Het doel van deze indicator is om te evalueren of er een lokaal zorgpad is opgezet voor de diagnostiek en behandeling van CTS. Zoals beschreven in de module ‘Organisatie van zorg bij CTS’ heeft de werkgroep uit de praktijk de indruk dat de diagnostiek van CTS in de Nederlandse ziekenhuizen momenteel vaak in dergelijke zorgpaden georganiseerd is. In enkele gespecialiseerde handenklinieken is het hele pad van diagnostiek tot interventie in één setting ondergebracht, in veel algemene ziekenhuizen zijn verwijs- en werkafsrpaken met de verschillende betrokken zorgverleners (huisartsen/verwijzers, neurologen, chirurgen, therapeuten). Er is geen onderzoek beschikbaar voor de Nederlandse situatie dat het verschil in effectiviteit en kwaliteit van deze zorgpaden systematisch geëvalueerd heeft. Desondanks is de werkgroep ven mening dat zinvol en efficiënt is om de zorg voor diagnostiek en behandeling van CTS met de betrokken disciplines in 1e en 2e/3e lijn of ZBC in een lokaal zorgpad te organiseren. Dit sluit tevens aan bij het huidige Normendocument van de NVN 2016, waarin norm 1.1 vraagt dat er gestandaardiseerde zorgpaden voor de belangrijkste ziektebeelden met complexe en/of multidisciplinaire zorg, waar de richtlijnen van de NVN een onderdeel van vormen, zijn.

 

Definities

CTS: Met CTS worden de klachten en/of symptomen ten gevolge van een compressie van de n. medianus ter hoogte van de carpale tunnel bedoeld.

 

Zorgpad of zorgtraject: de verzameling van methoden en hulpmiddelen om de leden van het multidisciplinair en interprofessioneel team op elkaar af te stemmen en taakafspraken te maken voor een specifieke patiëntenpopulatie (KPMG, 2013). In het CTS-zorgpad dienen minimaal de stappen, zoals beschreven in de flowchart, te worden vastgelegd, alsmede wie hiervoor verantwoordelijk is.

 

Registreerbaarheid

Deze indicator kan desgewenst worden getoetst met de instrumenten ten behoeve van kwaliteitsvisitatie door de wetenschappelijke vereniging.
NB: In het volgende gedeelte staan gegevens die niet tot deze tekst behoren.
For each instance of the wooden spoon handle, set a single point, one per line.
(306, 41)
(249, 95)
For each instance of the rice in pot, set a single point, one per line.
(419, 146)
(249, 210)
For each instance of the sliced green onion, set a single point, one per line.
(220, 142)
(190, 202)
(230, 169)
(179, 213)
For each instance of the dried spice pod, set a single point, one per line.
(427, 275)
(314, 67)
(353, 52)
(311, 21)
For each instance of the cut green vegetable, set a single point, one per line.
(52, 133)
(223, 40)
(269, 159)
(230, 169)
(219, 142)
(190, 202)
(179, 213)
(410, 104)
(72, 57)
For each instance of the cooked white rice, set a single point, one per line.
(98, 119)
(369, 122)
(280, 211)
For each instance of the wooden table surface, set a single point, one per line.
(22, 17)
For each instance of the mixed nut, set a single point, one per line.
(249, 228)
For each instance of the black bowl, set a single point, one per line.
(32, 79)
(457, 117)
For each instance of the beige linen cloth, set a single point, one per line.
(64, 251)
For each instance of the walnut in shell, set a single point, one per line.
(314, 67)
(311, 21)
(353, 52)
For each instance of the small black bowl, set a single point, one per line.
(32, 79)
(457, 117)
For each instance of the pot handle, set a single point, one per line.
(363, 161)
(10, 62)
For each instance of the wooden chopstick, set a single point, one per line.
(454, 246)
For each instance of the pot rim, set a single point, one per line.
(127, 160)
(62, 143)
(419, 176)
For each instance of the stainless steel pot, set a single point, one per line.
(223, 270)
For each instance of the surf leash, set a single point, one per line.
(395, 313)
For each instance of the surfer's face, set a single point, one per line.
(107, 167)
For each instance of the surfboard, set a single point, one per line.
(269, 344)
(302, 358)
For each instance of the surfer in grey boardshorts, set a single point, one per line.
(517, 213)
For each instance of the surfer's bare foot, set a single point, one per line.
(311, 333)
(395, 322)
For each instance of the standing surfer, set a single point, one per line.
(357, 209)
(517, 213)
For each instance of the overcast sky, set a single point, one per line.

De werkgroep is van mening dat de tijdsinvestering die nodig is om de gegevens te verkrijgen opweegt tegen de waarde van de indicator.

 

Mogelijke verstorende factoren

De werkgroep is van mening dat bij het meten van deze structuurindicator er geen risico is op misinterpretatie van resultaten door casemix of bias.

 

Mogelijke ongewenste effecten

De werkgroep is van mening dat door het gebruik van deze indicator er geen risico is op ongewenste effecten.

 

Literatuur

http://www.kpmg.com/NL/nl/IssuesAndInsights/ArticlesPublications/Documents/PDF/Healthcare/Zorgpaden-zoals-zorgpaden-bedoeld-zijn1.pdf


[1] Lawrence M, Olesen F, et al. Indicators of quality in health care. European Journal of General Practice 1997;3:103-8.

[2] Donabedian A. Explorations in quality assessment and monitoring (vol. I): the definition of quality and approaches to its assessment. Michigan, Ann Arbor: Health Administration Press, 1980.